Friday, 5 August 2016

Does antimatter matter?

Cloud chamber image of the first observed positron
(Source: Wikipedia)
When I was a teenager and ill I used to revert to childhood reading - Famous Five and the like. Recently confined to bed with norovirus, I found that all my brain could cope with was guff such as the output of Dan Brown, so I gritted my teeth and read Angels and Demons. As always with Brown, most of the 'fact' content of the book was anything but factual. However, I thought it would be worth a quick trip into the nature of the central McGuffin of the story, antimatter. It may be Brown's super bomb and the power source of the fictional USS Enterprise, but it is real.

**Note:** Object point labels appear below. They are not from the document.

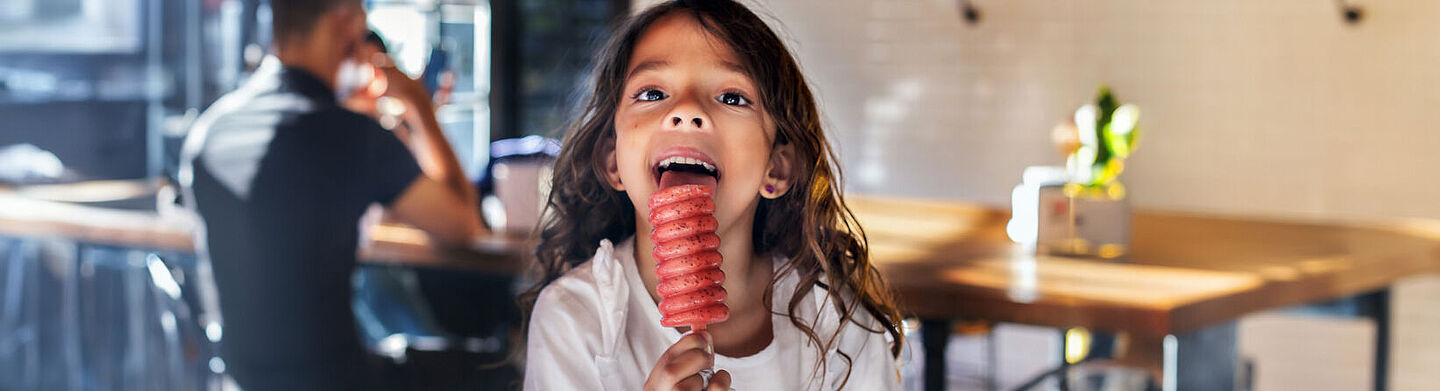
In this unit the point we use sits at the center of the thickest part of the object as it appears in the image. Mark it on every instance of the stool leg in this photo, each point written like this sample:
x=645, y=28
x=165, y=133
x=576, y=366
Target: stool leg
x=935, y=334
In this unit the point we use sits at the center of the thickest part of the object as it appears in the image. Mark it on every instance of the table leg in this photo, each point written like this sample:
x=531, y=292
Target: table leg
x=935, y=334
x=1375, y=305
x=1200, y=360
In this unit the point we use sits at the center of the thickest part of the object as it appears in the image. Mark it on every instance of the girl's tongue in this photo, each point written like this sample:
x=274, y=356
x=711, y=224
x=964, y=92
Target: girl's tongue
x=670, y=178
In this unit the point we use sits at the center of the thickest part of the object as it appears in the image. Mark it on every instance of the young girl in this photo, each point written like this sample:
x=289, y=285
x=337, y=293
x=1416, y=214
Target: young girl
x=706, y=81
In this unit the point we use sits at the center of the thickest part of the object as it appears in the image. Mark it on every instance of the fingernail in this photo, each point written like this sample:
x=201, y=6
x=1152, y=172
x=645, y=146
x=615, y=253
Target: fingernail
x=710, y=342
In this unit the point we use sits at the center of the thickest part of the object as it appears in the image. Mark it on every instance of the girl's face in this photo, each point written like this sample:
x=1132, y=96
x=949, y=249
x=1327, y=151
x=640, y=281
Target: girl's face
x=686, y=95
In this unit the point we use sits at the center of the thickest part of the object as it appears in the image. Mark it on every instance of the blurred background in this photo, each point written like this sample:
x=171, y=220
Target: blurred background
x=1290, y=109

Antimatter is like the familiar stuff that makes up our world, but charged particle have the opposite charge (it's a little more complicated with uncharged particles). Instead of negative electrons, antimatter has positive anti-electrons, better known as positrons. Replacing positive protons in the nucleus, an anti-atom would have negatively charged anti-protons. It’s possible in principle to do anything with antimatter that can be done with ordinary matter. You could build an anti-table or an anti-house on an anti-world as long as you can handle the material. Antimatter has mass and behaves much like ordinary matter does (though as mentioned previously on this blog, it's just possible that it doesn't have quite the same attitude to gravity). But don’t expect to go out and buy some. Doing anything practical with antimatter is tricky. When matter and antimatter get together, both are destroyed, converted into pure energy.

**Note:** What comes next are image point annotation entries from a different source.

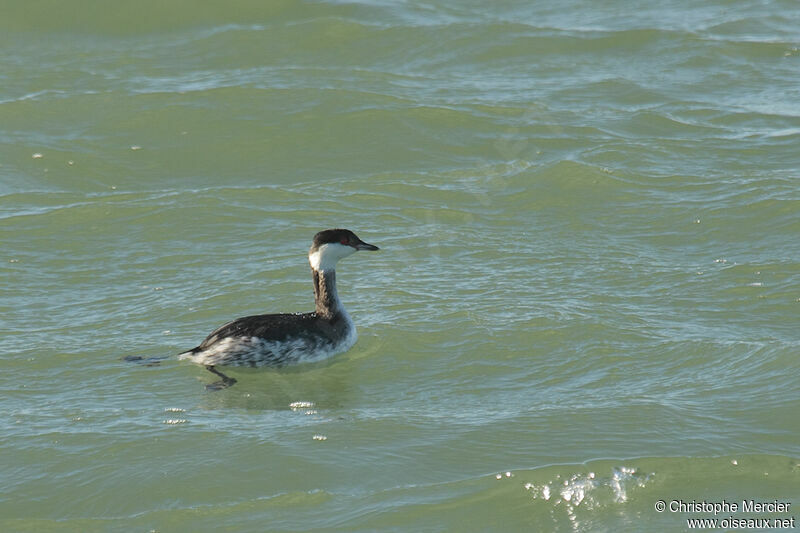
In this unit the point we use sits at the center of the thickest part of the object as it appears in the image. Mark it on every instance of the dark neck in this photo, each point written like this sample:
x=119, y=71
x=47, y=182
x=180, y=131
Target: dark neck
x=325, y=293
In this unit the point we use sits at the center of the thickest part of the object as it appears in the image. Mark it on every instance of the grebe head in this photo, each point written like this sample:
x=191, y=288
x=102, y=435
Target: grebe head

The simplest reaction between the two is when an electron and a positron combine. The mass of the particles is converted into energy in the form of two photons of light (gamma rays), the amount predicted by Einstein’s famous equation E=mc2 – the energy produced is equal to the combined mass of the particles multiplied by the square of the speed of light. Because of this tendency to annihilate, very little free antimatter is found in the universe - at least anywhere we can see.

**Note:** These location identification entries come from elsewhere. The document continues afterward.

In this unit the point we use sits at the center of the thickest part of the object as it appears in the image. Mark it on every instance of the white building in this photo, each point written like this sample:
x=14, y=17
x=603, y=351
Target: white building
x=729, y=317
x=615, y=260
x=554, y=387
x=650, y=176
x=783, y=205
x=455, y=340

There is still a debate about where all the antimatter has gone. The Big Bang, starting with pure energy, should have produced equal amounts of matter and anti-matter, which then could wipe each other out, reverting to a universe full of energy. That this didn’t happen is usually explained by assuming that subtle differences in the properties of matter and anti-matter meant that there was a little extra matter left over. As few as one particle in a billion may have survived the initial matter/anti-matter wipe-out. But that was enough. However, this story is speculative at best at the moment.

The amount of energy generated from the interaction of matter and antimatter is vast. One kilogram of matter/antimatter coming together would produce around 1017 joules (1 with seventeen 0’s after it). That’s the energy output of a decent sized power station running for six years. However, don't expect, as Dan Brown appears to think, that antimatter is a new and wonderful power source. It's just a way to store energy - it takes significantly more energy to make the antimatter than is released when it annihilates. It's not a source of energy in the way a fuel in the way that sunlight or gas or radioactive materials are - instead it's more like a battery where you can store a vast amount of energy in a very small space. It's a battery with serious attitude.